A part of me wants to state I am also a man without a heart.
But a very wise girl once told me, even Death has a heart.
And didn’t that stick with me?
Once, a long time ago, I was more human than monster. Probably, I was born with psychopathic tendencies. My childhood in the Church only heightened them, stripping the flesh off my bones year by year until I was only bone.
When Zeus Garro, the prez of The Fallen MC found me, a bloodstained teen ravaged by scurvy and cramped from living in the hold of a freight ship for months, hiding behind crates, he took one look in my eyes and told me he thought I was a dead man walking.
He wasn’t wrong.
He was from a culture that bestowed unique names to their brethren, a new moniker for a new life. Usually, they evolved organically, a trait or funny story that gave birth to a new character, one clad in leather and inked with a tattered, winged skull.
There was no waiting for me.
I took the name of the monster who made me, who stripped me bare straight down to the dark heart of me, and made it mine.
Priest.
The sweet irony of my blasphemy thrilled me as much as I could be thrilled by anything. It amused me to strip the skin off an enemy of The Fallen and hear them beg for absolution from God when I’d done much the same at my darkest moments of misery.
I knew, as they didn’t, that I was as close to God as they would ever come.
After all, I was the one who escorted them to their Maker.

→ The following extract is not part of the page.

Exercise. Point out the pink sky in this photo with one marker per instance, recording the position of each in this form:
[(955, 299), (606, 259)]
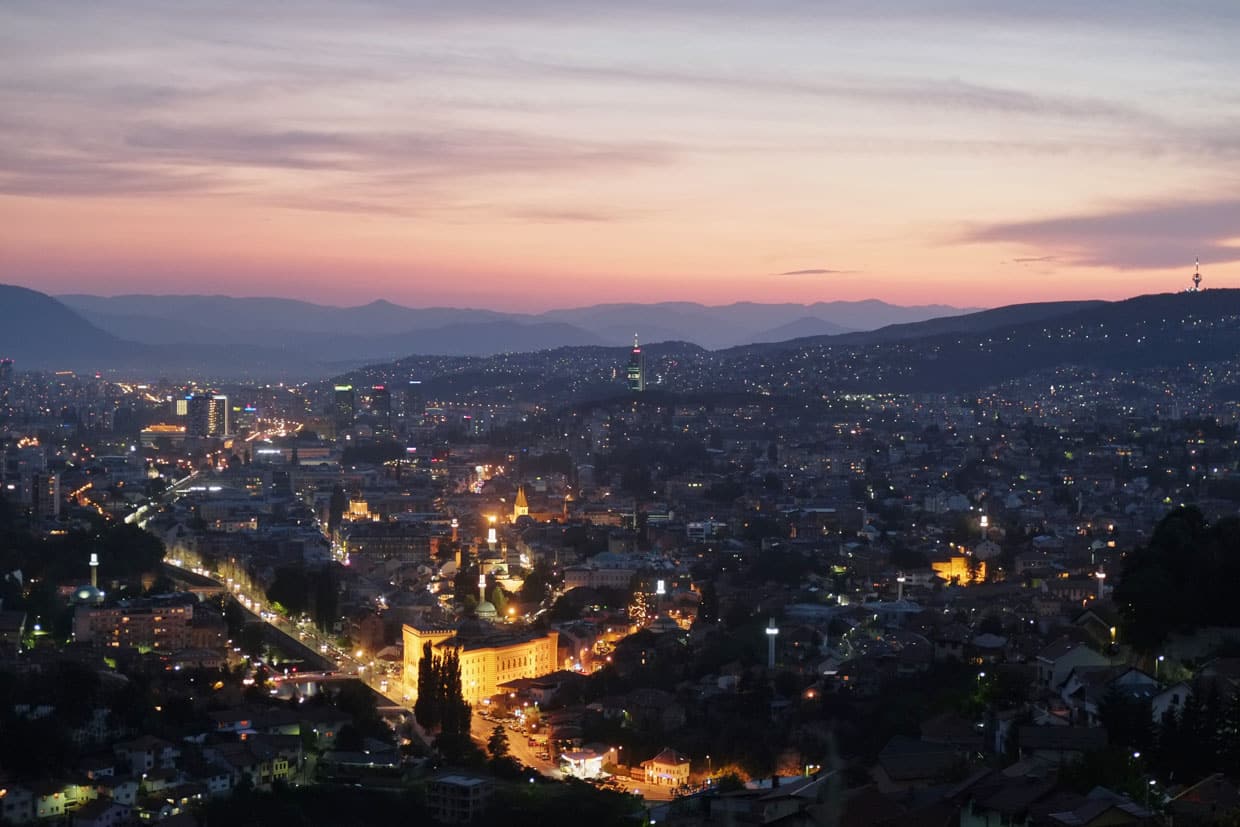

I was on one such errand that dark, bitingly cold October night in Entrance, British Columbia. Autumn had descended swiftly that first week of the month, wrapping cold, cruel hands around the warm remnants of summer and killing it dead in a matter of days. Wind rushed through the flaming leaves and tore them ignobly from their trees. They crackled and flared brightly in swirls around my booted feet as I leaned against my 2009 FXSTB Night Train Harley, the matte black bike obscured perfectly in the shadows of the treelined suburban street. I was kitted out in black to match, a hoodie beneath my Fallen cut, leather gloves, and dark jeans.